Mais il existe une expérience encore un peu différente : entendre un écrivain lire lui-même son œuvre. La voix n’est alors plus seulement celle d’un comédien qui interprète un texte. C’est la voix de celui qui l’a imaginé, écrit, corrigé, parfois réécrit pendant des mois ou des années. Il connaît chaque phrase. Il sait ce qu’il a voulu dire mais aussi, peut-être, ce qu’il a choisi de ne pas dire.
Avec L’Étranger, cette expérience prend une dimension particulière, car nous pouvons entendre Albert Camus donner lui-même sa voix au texte et, indirectement, à Meursault. Et quelque chose se passe. Un roman que l’on croyait connaître prend un autre rythme. Les phrases courtes deviennent plus sèches. Les silences prennent davantage de place. Certaines formules que l’on aurait spontanément chargées d’émotion sont dites presque simplement. Et cette simplicité peut être plus troublante encore. Et lorsqu’un auteur lit lui-même son œuvre, une question devient particulièrement intéressante :
Que nous apprend sa voix que la page ne nous dit pas ?
Albert Camus, une vie courte et une œuvre immense
Albert Camus naît le 7 novembre 1913 à Mondovi (aujourd’hui Dréan), dans l’Algérie alors sous domination française. Son enfance et sa jeunesse algériennes vont profondément marquer son imaginaire : la lumière, la mer, la chaleur, les paysages méditerranéens, mais aussi les réalités sociales et politiques de l’Algérie coloniale traversent une partie essentielle de son œuvre. En 1942 paraît L’Étranger. La même année paraît Le Mythe de Sisyphe. Camus accède alors rapidement à une notoriété considérable. La Bibliothèque nationale de France rappelle que la publication de L’Étranger en 1942 marque véritablement son accès à la célébrité littéraire. Il sera également journaliste et participera à la Résistance, notamment à travers le journal Combat. Quinze ans plus tard, en 1957, Albert Camus reçoit le prix Nobel de littérature. Il n’a que 44 ans. Le comité Nobel distingue alors l’importance de sa production littéraire et sa manière d’interroger les grands problèmes de la conscience humaine de son époque.
Trois ans plus tard seulement, le 4 janvier 1960, Albert Camus meurt brutalement dans un accident de voiture. Il a 46 ans. Cette disparition donne aujourd’hui une résonance particulière aux enregistrements de sa voix. Nous n’entendons plus seulement un écrivain célèbre lire son roman : nous entendons une voix disparue, conservée par l’enregistrement, qui continue plus de soixante ans après sa mort à faire vivre son texte. Et dans le cas de L’Étranger, cette voix compte énormément.
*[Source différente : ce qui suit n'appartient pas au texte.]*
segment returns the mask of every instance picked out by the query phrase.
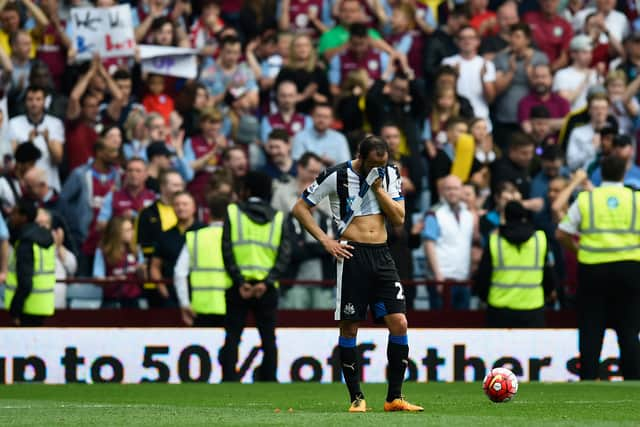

Lire L’Étranger ou entendre Camus le lire ?
Dès les premières pages, L’Étranger impose une langue particulière. Tout semble simple. Les phrases sont souvent courtes. Les événements sont racontés avec une économie de mots remarquable. Meursault décrit ce qu’il voit, ce qu’il fait, ce qu’il ressent physiquement. Il décrit rarement ses émotions et ne cherche presque jamais à les justifier.Cette distance est l’une des grandes forces du roman. Lorsqu’on lit silencieusement, notre cerveau ajoute pourtant constamment quelque chose au texte : une intention, une émotion, une ironie, une inquiétude. Nous créons notre propre Meursault.
Mais quand Camus lit son propre texte, une autre proposition apparaît. Nous entendons son débit. Ses pauses. Son articulation. Les mots auxquels il donne ou ne donne pas de poids particulier. La question n’est donc pas de savoir si la lecture de Camus constitue la seule interprétation possible de L’Étranger. Ce serait une erreur. Une œuvre publiée appartient aussi à ses lecteurs, et une lecture littéraire ne se réduit jamais à l’intention supposée de son auteur.
En revanche, entendre Camus constitue un document exceptionnel. Nous pouvons confronter notre lecture intérieure à sa manière de faire entendre ses propres phrases. Et c’est précisément cette confrontation qui est passionnante.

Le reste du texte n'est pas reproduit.